Ces Burkinabè rapatriés de Guinée Conakry étaient-ils en règle ? A cette question, il est catégorique. « Normal ! Il y a de l’argent que nous reversons au service des mines à 40 mille francs CFA, la patente à 75 mille francs CFA , 50 mille francs CFA au service de l’environnement. Quand tu arrives, il y a un papier qu’on te remet et tu payes 50 mille francs CFA par an. D’ailleurs, on ne nous a pas demandé de payer et nous avons refusé », assure Sango.

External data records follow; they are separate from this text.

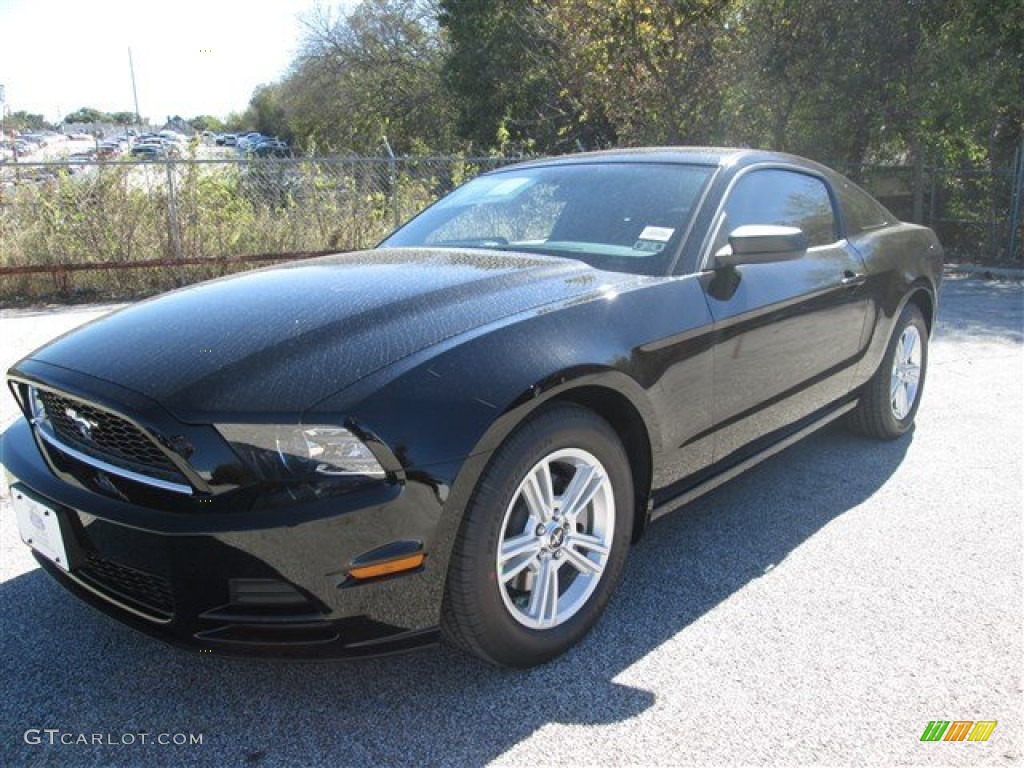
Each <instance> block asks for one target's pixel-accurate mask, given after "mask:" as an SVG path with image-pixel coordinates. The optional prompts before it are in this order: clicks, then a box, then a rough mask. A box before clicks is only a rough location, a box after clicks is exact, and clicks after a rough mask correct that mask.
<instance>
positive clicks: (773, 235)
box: [715, 224, 807, 267]
mask: <svg viewBox="0 0 1024 768" xmlns="http://www.w3.org/2000/svg"><path fill="white" fill-rule="evenodd" d="M806 250H807V236H806V234H804V230H803V229H800V228H798V227H796V226H776V225H774V224H748V225H745V226H737V227H736V228H735V229H733V230H732V231H731V232H729V245H727V246H725V247H724V248H722V249H721V250H719V251H718V253H716V254H715V265H716V266H717V267H727V266H739V265H740V264H768V263H771V262H773V261H790V260H791V259H798V258H800V257H801V256H802V255H803V254H804V252H805V251H806Z"/></svg>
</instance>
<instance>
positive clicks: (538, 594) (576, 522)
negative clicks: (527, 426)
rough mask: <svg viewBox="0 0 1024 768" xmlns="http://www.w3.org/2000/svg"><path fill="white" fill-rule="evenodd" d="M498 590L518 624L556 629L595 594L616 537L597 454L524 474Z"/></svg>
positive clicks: (614, 519)
mask: <svg viewBox="0 0 1024 768" xmlns="http://www.w3.org/2000/svg"><path fill="white" fill-rule="evenodd" d="M500 530H501V539H500V546H499V548H498V556H497V563H496V564H497V573H498V590H499V592H500V593H501V595H502V601H503V602H504V603H505V607H506V608H507V609H508V611H509V613H510V614H511V615H512V617H513V618H515V621H516V622H518V623H519V624H521V625H523V626H524V627H528V628H530V629H535V630H540V629H551V628H552V627H557V626H559V625H560V624H563V623H564V622H567V621H568V620H569V618H571V617H572V616H573V615H575V614H577V613H578V612H579V611H580V609H581V608H583V606H584V605H586V603H587V600H588V599H589V598H590V596H591V595H592V594H593V593H594V590H595V589H597V585H598V583H599V582H600V581H601V574H602V573H603V572H604V568H605V566H606V565H607V562H608V555H609V553H610V551H611V542H612V538H613V536H614V530H615V499H614V493H613V490H612V487H611V482H610V480H609V479H608V474H607V472H606V471H605V470H604V467H603V466H602V465H601V462H599V461H598V460H597V458H596V457H594V456H593V455H592V454H589V453H587V452H586V451H582V450H580V449H564V450H561V451H556V452H554V453H552V454H549V455H548V456H546V457H545V458H544V459H542V460H541V461H539V462H538V463H537V464H536V465H534V467H532V468H531V469H530V470H529V472H527V473H526V476H525V477H524V478H523V480H522V482H520V483H519V487H518V488H516V492H515V494H513V496H512V501H511V502H510V503H509V506H508V508H507V509H506V510H505V517H504V519H503V520H502V526H501V528H500Z"/></svg>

Repartir en Guinée, ils y pensent

Certains rapatriés dénoncent les conditions de vie. Moustapha Sango veut être honnête, malgré une vie modeste, il n’avait pas de problème. Toutefois, il n’a aucune idée de ce qu’il va faire au Burkina Faso. Ses économies sont restées en Guinée Conakry. « Tout ce que tu as économisé, ils ramassent. Certains sont venus sans pièces d’identités ». Adama Nikièma ne sait pas non plus ce qu’il fera. Il a honte : « Cela fait deux ans que je travaille là-bas. Je suis revenu l’année dernière pendant la saison pluvieuse. J’avais pu honorer. Mais cette fois, je ne sais pas comment je vais arriver au village. Je ne sais comment je vais raconter mon histoire pour que l’on puisse me croire ». Emile Bancé, ressortissant de Zabré s’est vu dépouillé de tous ses biens. 

«J’avais 40 grammes d’or sur moi. On m’a fouillé et pris tous les 40 grammes. J’étais en train de travailler avec ma machine. On m’a dit que c’est justement à cause de ma machine qu’on m’a arrêté», raconte Bancé. Son objectif désormais c’est de repartir pour récupérer ses biens même si certains ont été arrêtés à la frontière et envoyer en prison à Conakry. Il n’est pas seul à le penser. Ils veulent à tout prix récupérer leurs biens acquis à la sueur de leur front.